Bug Hunting Session
Bug 46480 - Calc 3.5 Cannot Filter Date/Time Fields from Data Sources
Summary: Calc 3.5 Cannot Filter Date/Time Fields from Data Sources
Status: RESOLVED FIXED
Alias: None
Product: LibreOffice
Classification: Unclassified
Component: Base (show other bugs)
Version:
(earliest affected)
3.5.0 release
Hardware: All All
: high major
Assignee: Lionel Elie Mamane
URL:
Whiteboard: target:3.7.0 target:3.6.2
Keywords: regression
Depends on:
Blocks: mab3.5
  Show dependency treegraph
 
Reported: 2012-02-22 13:42 UTC by Steven Shelton
Modified: 2012-08-30 03:51 UTC (History)
5 users (show)

See Also:
Crash report or crash signature:


Attachments

Note You need to log in before you can comment on or make changes to this bug.
Description Steven Shelton 2012-02-22 13:42:01 UTC
Recreate thusly:

1. Register a data source (say, a Base file).
2. Launch Calc.
3. Hit F4 to open the Data Sources panel.
4. Select a table from your data source.
5. Click on the "Standard Filter" icon on the Data Sources toolbar.
6. Enter search criteria (i.e., "Date >= 02/01/2012").
7. Hit OK.

Expected result: Only those rows in the table matching the criteria are displayed.

Actual result: All of the data is displayed, as if no filter was run at all. If you click on the Standard Filter button again, the dialog will show that the changes you made to the filter when you last opened the dialog did not "stick".

Interestingly, the data source filter seems to work fine in LibO 3.4.5 and works in Writer in 3.5; as far as I can tell, only Calc is affected. This bug also affects Ubuntu installs, so I am assuming it's a problem on all operating systems.

I've debated whether this was a "Major", "Critical", or "Blocker" bug. I decided on the lower of the three levels--since it affects only one component of the suite (Calc) and still allows functionality of a great deal of the rest of the suite--but it's enough of a blocker for my use of the software that I have to remove 3.5 and revert to 3.4.5 (where this problem did not occur).
Comment 1 Urmas 2012-02-22 17:20:33 UTC
Which driver/database is used?
Comment 2 Steven Shelton 2012-02-22 17:28:02 UTC
Yeah, that would probably be important. Connecting to a HSQL database via the java connector.
Comment 3 Steven Shelton 2012-03-08 17:50:12 UTC
Can this be changed to confirmed? I've seen at least three other reports from people about this bug now on the listservs.
Comment 4 sasha.libreoffice 2012-04-04 09:16:38 UTC
reproduced in 3.3.4 and 3.5.2 on Fedora 64 bit
used build in database Bibliography, column "Pages", filters <300 and >300
Filter almost works, but with some errors. May be it is different bug
Comment 5 sasha.libreoffice 2012-04-04 22:15:41 UTC
@ Lionel
Sorry for interrupt. What do You think about this bug?
Comment 6 Lionel Elie Mamane 2012-04-04 22:41:05 UTC
Setting to NEW (confirmed) as per comment 4.

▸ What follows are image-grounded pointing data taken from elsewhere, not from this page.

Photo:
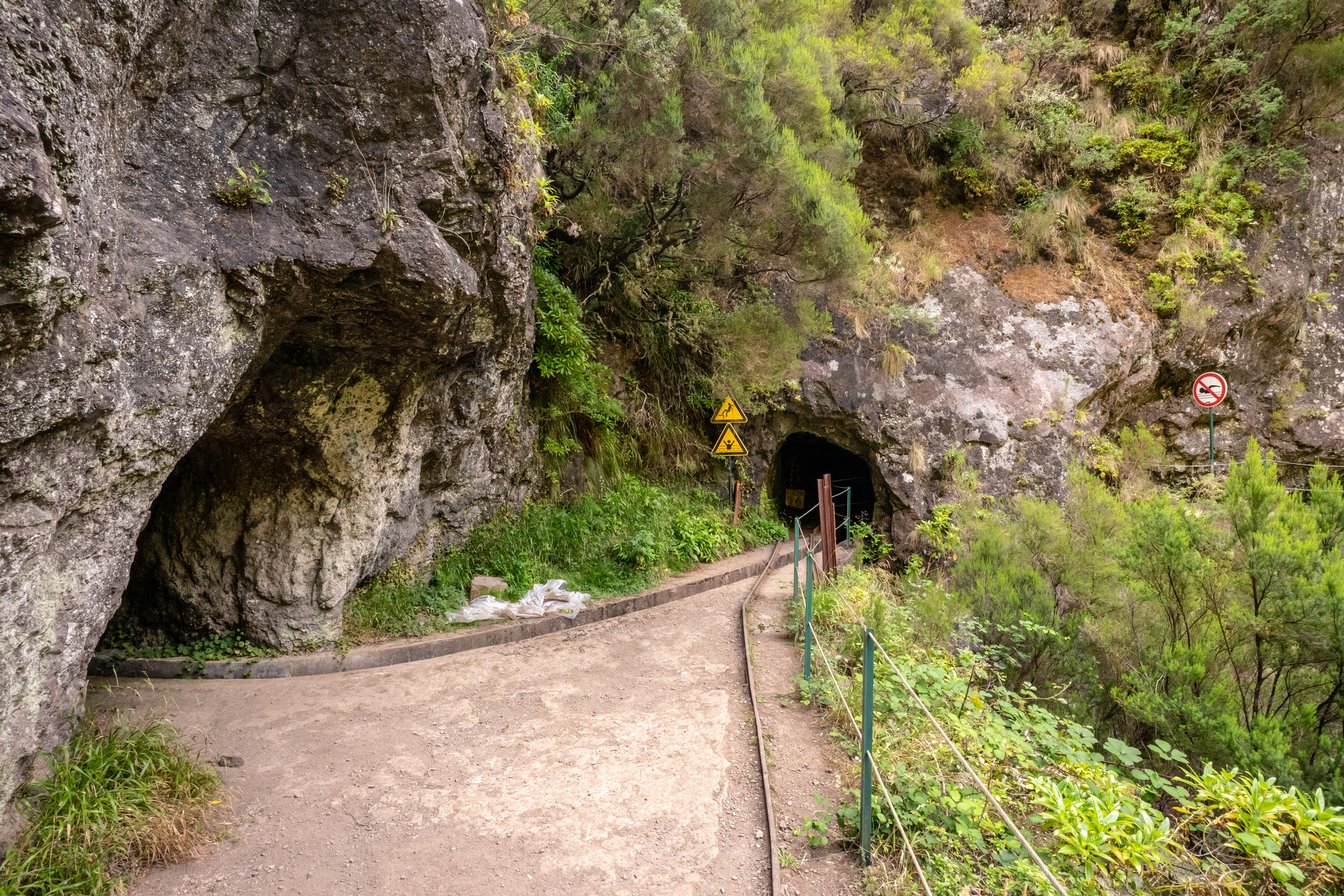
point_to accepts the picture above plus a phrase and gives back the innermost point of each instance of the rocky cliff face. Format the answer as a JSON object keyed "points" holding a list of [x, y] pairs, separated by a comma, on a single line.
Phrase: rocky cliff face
{"points": [[1022, 366], [241, 413]]}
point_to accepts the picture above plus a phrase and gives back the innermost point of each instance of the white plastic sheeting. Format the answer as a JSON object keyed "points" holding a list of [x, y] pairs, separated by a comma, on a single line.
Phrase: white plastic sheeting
{"points": [[539, 601]]}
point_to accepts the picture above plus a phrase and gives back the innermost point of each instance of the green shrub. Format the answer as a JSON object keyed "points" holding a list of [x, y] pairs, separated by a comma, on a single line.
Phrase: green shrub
{"points": [[245, 188], [1156, 147], [1136, 206], [618, 541]]}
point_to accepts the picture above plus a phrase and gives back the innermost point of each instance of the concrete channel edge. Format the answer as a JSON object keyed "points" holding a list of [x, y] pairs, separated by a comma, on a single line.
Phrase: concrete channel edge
{"points": [[483, 634]]}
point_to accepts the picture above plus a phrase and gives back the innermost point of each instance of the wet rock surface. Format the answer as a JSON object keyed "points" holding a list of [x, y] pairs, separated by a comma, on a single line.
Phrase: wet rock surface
{"points": [[272, 402]]}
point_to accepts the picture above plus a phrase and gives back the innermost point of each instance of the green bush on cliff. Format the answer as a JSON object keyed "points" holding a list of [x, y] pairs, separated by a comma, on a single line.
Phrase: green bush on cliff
{"points": [[612, 542]]}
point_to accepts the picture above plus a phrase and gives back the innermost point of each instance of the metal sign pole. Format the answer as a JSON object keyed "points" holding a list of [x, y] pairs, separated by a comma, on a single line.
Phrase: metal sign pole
{"points": [[866, 797]]}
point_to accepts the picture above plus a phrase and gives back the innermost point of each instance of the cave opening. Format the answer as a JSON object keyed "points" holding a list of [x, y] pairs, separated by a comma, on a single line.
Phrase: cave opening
{"points": [[802, 461]]}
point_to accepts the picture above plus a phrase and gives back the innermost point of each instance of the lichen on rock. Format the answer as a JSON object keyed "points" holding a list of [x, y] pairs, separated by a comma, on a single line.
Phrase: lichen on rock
{"points": [[234, 416]]}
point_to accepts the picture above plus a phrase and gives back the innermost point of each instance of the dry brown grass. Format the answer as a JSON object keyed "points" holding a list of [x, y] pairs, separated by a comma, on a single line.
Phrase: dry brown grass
{"points": [[1038, 284]]}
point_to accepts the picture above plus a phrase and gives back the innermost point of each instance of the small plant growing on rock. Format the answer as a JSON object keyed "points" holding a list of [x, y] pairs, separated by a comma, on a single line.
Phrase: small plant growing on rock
{"points": [[246, 188], [385, 215], [895, 361], [336, 186]]}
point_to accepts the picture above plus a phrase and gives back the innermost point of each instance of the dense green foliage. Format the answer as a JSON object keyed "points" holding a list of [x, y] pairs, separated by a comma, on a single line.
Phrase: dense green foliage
{"points": [[1106, 817], [117, 797], [1214, 622], [699, 202], [617, 541], [701, 155]]}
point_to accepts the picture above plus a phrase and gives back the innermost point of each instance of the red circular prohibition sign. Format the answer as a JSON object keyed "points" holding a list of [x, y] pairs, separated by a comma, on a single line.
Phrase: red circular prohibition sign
{"points": [[1210, 390]]}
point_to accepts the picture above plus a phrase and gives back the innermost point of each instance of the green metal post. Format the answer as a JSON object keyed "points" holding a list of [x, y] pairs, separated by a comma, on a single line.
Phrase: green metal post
{"points": [[847, 494], [866, 805], [1212, 441], [807, 626], [796, 534]]}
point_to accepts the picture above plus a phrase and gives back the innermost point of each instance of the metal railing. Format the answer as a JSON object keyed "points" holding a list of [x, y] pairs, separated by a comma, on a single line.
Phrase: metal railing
{"points": [[864, 730]]}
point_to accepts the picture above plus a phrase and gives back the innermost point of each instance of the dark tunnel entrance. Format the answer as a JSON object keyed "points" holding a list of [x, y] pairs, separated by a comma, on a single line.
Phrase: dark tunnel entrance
{"points": [[802, 461]]}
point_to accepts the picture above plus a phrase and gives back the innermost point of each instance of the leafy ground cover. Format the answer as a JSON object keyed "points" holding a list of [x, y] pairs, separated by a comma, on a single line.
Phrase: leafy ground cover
{"points": [[1106, 817], [609, 543], [118, 797]]}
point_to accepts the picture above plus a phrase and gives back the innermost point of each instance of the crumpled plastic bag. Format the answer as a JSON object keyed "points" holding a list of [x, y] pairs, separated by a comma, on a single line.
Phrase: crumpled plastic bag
{"points": [[539, 601]]}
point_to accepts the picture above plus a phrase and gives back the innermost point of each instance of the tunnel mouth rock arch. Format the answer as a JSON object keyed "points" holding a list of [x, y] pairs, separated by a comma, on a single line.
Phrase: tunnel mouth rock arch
{"points": [[804, 458]]}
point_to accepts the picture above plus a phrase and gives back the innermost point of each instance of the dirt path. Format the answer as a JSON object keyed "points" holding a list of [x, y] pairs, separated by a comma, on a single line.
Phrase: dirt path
{"points": [[616, 758]]}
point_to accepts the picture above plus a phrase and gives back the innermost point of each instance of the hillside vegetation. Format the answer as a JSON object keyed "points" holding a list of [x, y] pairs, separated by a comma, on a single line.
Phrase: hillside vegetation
{"points": [[699, 218], [1149, 682]]}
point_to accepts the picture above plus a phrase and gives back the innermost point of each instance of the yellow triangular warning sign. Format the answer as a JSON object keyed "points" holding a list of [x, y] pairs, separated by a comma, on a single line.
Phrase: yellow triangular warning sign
{"points": [[730, 413], [729, 444]]}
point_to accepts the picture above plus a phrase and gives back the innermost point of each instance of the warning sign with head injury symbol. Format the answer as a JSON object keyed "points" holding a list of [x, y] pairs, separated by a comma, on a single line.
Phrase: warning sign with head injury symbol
{"points": [[729, 444]]}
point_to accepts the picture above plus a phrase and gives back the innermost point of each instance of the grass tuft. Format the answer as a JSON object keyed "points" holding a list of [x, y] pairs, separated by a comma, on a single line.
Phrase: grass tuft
{"points": [[118, 797]]}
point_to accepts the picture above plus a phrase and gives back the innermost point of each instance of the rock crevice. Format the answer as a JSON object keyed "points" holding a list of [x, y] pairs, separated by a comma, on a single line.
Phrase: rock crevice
{"points": [[233, 416]]}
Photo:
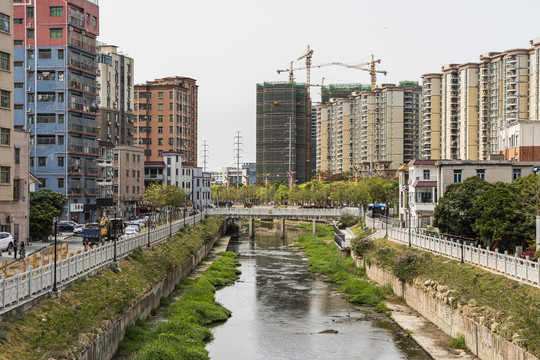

I'm about to go to vacation in an hour and a half, I'll try to take a look after I come back (16 April).
Comment 7 sasha.libreoffice 2012-04-05 01:45:53 UTC
Thanks for answer and I wish You happy vacations
Comment 8 Steven Shelton 2012-07-30 20:54:43 UTC
Long vacation!   :-)
Comment 9 Steven Shelton 2012-08-14 16:22:19 UTC
I should add that I have confirmed this bug is present in LibO 3.6 as well.
Comment 10 Noel Power 2012-08-16 12:03:08 UTC
interestingly it seems to work for me on master ( beware I am clueless about base but was looking at another bug that provided an odb document ) I registered that doc ( very simple a single table with text and integer fields with just 2 rows ) as a datasource. On master I was able to follow the instructions from comment #1 ( filtered the integer field with '> than' and the table was filtered as expected, also the filter seems to 'remember' the filter details, I see the same from 3.6.0.4 e.g. works as expected. You say "Connecting to a HSQL database via the java connector." Is there some way to set that up ( or is it how I understand that this is the what is used anyway when using an odb file ( e.g. internal db ) ) 
Or perhaps I am just doing the completely wrong thing, the example file I used was  https://bugs.freedesktop.org/attachment.cgi?id=49130
Comment 11 Steven Shelton 2012-08-17 12:20:30 UTC
I think your database was too small for the problem to arise. You won't have much to filter with only two rows. I tested it with the built-in Bibliography database in the latest 3.6.1 release (I can't tell if it's RC1 or RC2), and THAT one worked . . . but again, it's a smaller database and it's not an external database that has been registered. I will do further testing with the 3.6.1 release candidate when I am at my office and have access to my real databases.
Comment 12 Steven Shelton 2012-08-17 14:22:32 UTC
Okay. Checked at my office. Here's what I discovered in the latest RC of 3.6.1:
the filter works in Calc for most things. However, certain types of data cannot
be filtered. For instance, dates and times cannot be filtered. You get the
exact behaviour I noted in the first report. It may actually be that the bug
was related only to date/time filtering in 3.5 as well . . . to be honest, that
was what I was testing and I don't know if I ever thought to test another type
of field and maybe never noticed I hadn't tested other types.
Comment 13 Noel Power 2012-08-17 15:19:21 UTC
(In reply to comment #12)
> Okay. Checked at my office. Here's what I discovered in the latest RC of 3.6.1:
> the filter works in Calc for most things. However, certain types of data cannot
> be filtered. For instance, dates and times cannot be filtered. You get the
> exact behaviour I noted in the first report. It may actually be that the bug
> was related only to date/time filtering in 3.5 as well . . . to be honest

certainly dates seem to be a problem here, I can reproduce the problem with the simple test db doc attached earlier ( I just added a new date field and created a couple of entries to filter )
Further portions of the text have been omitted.